Integrations / CI/CD
CI/CD Cryptography Scanning
Korthex turns cryptographic compliance into a pipeline gate: scan on every commit, fail the build above a configurable risk threshold, and keep the Cryptographic Bill of Materials current automatically. GitHub Actions, GitLab CI and Jenkins ship ready-made; every other pipeline works through the CLI exit code. 100% on-premise.
One gate, every pipeline
- GitHub Actions: a step with SARIF output into GitHub Code Scanning and inline pull-request findings
- GitLab CI: a template with SARIF into the GitLab Security Dashboard
- Jenkins: a pipeline snippet gating on the CLI exit code
- Azure DevOps, CircleCI, Bitbucket Pipelines, Drone, Buildkite: the generic CLI exit code works in any job
- IntelliJ and VS Code plugins surface the same findings inline before code ever reaches the pipeline
Why gate cryptography in CI
Cryptographic regressions are silent.
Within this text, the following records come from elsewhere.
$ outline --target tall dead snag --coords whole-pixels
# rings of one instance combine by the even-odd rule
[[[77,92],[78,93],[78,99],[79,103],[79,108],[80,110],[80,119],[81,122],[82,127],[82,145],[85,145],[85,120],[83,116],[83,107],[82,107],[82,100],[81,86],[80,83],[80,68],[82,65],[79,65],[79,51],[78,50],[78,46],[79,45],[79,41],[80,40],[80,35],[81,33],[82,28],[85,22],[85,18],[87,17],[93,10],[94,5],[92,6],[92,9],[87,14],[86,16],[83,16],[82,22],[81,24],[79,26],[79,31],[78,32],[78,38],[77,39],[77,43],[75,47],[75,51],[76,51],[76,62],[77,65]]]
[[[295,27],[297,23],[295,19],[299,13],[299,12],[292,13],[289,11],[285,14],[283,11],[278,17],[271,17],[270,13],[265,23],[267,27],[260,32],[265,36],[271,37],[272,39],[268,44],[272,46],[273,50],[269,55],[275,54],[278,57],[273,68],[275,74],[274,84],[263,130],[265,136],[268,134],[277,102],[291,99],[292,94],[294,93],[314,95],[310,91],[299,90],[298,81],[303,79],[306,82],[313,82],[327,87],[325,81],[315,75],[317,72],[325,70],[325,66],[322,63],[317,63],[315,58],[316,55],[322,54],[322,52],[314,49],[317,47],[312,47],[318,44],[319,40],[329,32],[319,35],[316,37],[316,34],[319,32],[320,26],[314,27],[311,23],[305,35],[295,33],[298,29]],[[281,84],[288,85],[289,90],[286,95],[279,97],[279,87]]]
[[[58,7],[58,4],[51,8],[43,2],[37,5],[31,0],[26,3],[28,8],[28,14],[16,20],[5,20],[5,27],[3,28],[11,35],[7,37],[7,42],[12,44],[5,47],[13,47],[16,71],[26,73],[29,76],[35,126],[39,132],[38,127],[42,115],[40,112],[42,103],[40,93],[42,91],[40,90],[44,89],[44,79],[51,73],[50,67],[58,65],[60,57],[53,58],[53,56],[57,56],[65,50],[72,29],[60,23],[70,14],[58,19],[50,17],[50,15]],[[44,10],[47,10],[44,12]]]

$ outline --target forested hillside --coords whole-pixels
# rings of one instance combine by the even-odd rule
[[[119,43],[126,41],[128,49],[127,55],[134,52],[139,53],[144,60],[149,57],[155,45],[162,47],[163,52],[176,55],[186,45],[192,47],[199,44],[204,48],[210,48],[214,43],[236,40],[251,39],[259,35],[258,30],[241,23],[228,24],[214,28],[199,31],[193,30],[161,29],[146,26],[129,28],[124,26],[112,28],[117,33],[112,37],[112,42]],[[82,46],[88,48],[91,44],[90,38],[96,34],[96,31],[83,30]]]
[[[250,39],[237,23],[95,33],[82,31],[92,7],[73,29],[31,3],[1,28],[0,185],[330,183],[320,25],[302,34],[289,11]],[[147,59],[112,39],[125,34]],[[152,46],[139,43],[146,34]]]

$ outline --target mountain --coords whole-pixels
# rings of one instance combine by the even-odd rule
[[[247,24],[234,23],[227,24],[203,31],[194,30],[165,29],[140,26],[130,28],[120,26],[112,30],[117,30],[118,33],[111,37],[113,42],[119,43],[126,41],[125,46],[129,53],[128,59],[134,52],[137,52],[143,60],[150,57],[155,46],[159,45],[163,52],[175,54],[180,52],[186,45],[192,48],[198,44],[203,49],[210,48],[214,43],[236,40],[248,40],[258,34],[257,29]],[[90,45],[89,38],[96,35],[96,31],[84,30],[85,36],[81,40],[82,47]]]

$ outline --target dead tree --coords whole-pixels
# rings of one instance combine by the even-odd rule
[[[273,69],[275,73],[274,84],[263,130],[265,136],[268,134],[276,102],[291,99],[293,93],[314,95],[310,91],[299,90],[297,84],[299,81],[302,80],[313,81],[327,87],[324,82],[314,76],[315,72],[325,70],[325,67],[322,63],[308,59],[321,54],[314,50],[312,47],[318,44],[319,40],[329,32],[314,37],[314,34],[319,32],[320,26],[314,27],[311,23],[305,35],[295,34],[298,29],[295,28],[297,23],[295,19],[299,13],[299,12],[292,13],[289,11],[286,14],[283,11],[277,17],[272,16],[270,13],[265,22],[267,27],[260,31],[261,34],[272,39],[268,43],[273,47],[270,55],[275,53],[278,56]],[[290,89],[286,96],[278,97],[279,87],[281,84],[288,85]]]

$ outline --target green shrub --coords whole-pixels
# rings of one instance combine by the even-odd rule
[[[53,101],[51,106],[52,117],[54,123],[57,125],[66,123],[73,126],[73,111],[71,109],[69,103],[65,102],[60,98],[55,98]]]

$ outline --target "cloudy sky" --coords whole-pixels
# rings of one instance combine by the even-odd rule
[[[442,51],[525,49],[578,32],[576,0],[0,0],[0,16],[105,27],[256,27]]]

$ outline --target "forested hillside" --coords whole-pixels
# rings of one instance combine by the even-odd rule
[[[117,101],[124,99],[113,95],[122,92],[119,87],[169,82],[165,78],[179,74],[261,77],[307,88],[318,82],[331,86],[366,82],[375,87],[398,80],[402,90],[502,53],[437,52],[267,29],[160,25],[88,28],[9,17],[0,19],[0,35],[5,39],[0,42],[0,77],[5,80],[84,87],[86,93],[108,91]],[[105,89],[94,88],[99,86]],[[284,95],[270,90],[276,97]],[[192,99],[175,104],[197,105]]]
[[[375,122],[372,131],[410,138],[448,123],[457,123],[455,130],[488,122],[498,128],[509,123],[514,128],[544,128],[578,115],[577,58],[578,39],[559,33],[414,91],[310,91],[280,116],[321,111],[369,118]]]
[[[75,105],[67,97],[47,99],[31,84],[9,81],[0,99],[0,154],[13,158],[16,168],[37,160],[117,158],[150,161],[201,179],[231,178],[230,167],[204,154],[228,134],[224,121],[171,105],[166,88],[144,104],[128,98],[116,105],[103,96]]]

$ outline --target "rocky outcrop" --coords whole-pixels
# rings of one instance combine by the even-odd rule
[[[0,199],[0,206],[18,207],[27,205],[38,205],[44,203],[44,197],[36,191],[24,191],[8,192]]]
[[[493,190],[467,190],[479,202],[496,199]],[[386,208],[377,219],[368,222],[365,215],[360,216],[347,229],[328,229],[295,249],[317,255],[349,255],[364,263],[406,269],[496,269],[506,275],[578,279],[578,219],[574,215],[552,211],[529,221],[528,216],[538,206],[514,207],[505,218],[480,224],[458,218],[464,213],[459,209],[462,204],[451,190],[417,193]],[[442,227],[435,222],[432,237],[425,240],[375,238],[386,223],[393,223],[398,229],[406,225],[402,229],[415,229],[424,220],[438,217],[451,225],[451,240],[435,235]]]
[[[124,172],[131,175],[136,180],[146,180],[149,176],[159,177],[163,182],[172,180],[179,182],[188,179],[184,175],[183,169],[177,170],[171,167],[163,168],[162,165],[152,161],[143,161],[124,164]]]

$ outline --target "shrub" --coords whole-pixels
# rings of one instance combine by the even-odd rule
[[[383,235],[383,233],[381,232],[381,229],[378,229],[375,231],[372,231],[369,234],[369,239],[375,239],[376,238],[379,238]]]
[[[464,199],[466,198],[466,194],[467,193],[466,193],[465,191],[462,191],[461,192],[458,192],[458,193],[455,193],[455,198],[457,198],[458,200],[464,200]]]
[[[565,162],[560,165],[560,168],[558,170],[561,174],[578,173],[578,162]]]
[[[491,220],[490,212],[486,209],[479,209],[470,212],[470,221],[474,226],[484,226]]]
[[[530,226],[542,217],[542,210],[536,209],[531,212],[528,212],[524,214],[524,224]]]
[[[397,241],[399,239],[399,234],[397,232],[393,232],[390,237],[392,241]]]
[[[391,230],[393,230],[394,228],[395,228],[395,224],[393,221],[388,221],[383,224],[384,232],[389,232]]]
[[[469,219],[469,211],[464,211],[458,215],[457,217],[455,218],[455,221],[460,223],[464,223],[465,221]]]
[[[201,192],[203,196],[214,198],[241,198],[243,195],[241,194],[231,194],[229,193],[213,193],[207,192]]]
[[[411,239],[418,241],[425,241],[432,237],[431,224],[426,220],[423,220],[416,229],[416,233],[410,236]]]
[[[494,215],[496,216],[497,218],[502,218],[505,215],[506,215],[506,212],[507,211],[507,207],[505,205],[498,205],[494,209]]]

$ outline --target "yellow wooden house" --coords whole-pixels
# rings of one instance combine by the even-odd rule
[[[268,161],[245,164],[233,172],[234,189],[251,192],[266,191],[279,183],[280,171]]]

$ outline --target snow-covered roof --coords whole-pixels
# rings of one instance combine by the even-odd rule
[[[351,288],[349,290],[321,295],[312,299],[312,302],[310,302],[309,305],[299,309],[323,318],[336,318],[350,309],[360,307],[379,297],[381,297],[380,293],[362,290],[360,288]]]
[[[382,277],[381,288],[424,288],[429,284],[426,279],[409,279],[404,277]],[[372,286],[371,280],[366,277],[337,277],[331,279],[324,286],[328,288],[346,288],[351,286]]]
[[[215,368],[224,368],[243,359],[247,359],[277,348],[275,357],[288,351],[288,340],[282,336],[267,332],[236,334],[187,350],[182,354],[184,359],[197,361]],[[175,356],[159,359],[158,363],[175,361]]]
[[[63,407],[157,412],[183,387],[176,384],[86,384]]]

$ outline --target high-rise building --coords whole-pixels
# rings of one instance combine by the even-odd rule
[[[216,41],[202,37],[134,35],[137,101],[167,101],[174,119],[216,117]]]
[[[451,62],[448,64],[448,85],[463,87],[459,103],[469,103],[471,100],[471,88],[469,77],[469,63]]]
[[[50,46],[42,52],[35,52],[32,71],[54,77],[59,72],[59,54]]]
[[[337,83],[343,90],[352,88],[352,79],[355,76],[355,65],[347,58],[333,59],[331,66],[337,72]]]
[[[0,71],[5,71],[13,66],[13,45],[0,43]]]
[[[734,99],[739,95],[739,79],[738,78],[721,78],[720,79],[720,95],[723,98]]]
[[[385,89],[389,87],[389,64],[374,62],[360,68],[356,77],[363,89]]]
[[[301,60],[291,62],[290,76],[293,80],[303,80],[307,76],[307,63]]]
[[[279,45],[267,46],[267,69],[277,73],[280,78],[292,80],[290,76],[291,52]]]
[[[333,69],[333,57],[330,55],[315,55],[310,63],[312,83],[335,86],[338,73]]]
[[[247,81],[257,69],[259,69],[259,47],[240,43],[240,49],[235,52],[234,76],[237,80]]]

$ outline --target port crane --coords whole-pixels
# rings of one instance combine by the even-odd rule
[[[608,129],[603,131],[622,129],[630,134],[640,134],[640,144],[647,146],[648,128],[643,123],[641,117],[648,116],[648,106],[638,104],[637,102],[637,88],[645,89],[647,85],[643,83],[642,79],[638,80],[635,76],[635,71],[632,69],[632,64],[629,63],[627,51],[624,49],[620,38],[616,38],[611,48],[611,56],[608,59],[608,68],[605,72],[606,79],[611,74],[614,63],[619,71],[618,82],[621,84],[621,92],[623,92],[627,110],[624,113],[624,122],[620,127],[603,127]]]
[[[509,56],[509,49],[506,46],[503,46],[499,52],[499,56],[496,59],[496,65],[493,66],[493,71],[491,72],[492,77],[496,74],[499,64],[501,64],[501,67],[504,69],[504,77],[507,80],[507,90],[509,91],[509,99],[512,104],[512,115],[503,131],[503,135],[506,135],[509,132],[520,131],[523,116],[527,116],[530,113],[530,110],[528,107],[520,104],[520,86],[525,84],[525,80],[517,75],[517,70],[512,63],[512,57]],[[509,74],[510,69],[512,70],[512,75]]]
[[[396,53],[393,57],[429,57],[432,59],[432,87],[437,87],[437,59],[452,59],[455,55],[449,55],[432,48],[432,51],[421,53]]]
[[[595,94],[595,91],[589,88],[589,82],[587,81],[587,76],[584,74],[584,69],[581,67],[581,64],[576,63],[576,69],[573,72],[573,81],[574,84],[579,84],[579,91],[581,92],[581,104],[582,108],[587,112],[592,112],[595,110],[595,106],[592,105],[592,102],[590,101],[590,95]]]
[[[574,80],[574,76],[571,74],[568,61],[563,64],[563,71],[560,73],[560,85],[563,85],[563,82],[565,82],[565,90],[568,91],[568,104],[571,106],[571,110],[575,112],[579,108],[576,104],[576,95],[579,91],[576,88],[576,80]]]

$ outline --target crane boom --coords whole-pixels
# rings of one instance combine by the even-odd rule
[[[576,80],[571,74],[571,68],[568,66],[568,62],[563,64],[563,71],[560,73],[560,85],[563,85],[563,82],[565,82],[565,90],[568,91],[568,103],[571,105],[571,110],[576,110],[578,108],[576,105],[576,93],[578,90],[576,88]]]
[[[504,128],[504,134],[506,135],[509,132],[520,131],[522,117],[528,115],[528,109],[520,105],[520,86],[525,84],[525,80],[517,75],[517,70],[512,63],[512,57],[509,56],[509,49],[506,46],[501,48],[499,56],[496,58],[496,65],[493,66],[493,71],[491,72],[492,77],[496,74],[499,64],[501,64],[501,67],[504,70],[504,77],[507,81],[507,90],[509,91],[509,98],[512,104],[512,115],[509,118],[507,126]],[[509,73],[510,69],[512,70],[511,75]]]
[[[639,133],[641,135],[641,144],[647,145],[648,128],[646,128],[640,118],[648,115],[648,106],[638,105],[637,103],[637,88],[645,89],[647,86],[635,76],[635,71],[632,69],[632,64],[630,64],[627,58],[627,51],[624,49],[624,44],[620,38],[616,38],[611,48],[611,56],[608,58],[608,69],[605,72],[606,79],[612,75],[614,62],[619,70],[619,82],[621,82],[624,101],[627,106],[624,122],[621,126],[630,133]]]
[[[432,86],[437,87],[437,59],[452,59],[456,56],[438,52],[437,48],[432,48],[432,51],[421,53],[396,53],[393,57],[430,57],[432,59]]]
A dependency bump reintroduces 3DES, a copy-pasted helper brings MD5 back, a config change weakens TLS, and no unit test notices. A per-commit scan makes the regression visible in the pull request that causes it, when it costs minutes to fix instead of an audit finding later.
There is a second, newer reason: AI coding assistants rewrite cryptography non-deterministically. Korthex is the deterministic gate behind them: let an assistant refactor, then verify that the result is genuinely compliant, that no weak primitive slipped back in, and that the CBOM changed exactly as expected.
Performance and rollout
A typical scan finishes in under two minutes for 50,000 to 500,000 lines of code, fast enough for every push. Roll out in two steps: run report-only first to see the baseline, then enable the threshold (Critical, High, Medium or Low) once the existing findings are triaged, so the gate never blocks a team on day one.
Compliance as a byproduct
Every pipeline run regenerates the CBOM with per-finding compliance status against NIST FIPS 140-3, FIPS 203 / 204 / 205, BSI IT-Grundschutz, TR-02102, PCI-DSS and ISO 27001. The recurring inventory that PCI DSS 12.3.3 and every migration framework demand stops being a manual exercise.
Frequently asked questions
Which CI systems does Korthex support?
GitHub Actions, GitLab CI and Jenkins with ready-made integrations; Azure DevOps, CircleCI, Bitbucket Pipelines, Drone, Buildkite and anything else through the generic CLI exit code.
How does the gating work?
The CLI returns a non-zero exit code when findings exceed the configured risk threshold (Critical, High, Medium or Low). The pipeline treats it like a failing test.
Which tools consume the SARIF output?
GitHub Code Scanning (inline pull-request annotations) and the GitLab Security Dashboard; SARIF 2.1 is a standard format, so other SARIF consumers work too.
How do I roll this out without breaking builds?
Start report-only to establish the baseline, triage the existing findings with the migration plan, then enable the threshold. New regressions fail from that point on; legacy findings are burned down on the plan's order.
Does the pipeline need internet access?
No. Scans run fully on-premise, including air-gapped runners. Only the optional dashboard report transmits anonymized metadata.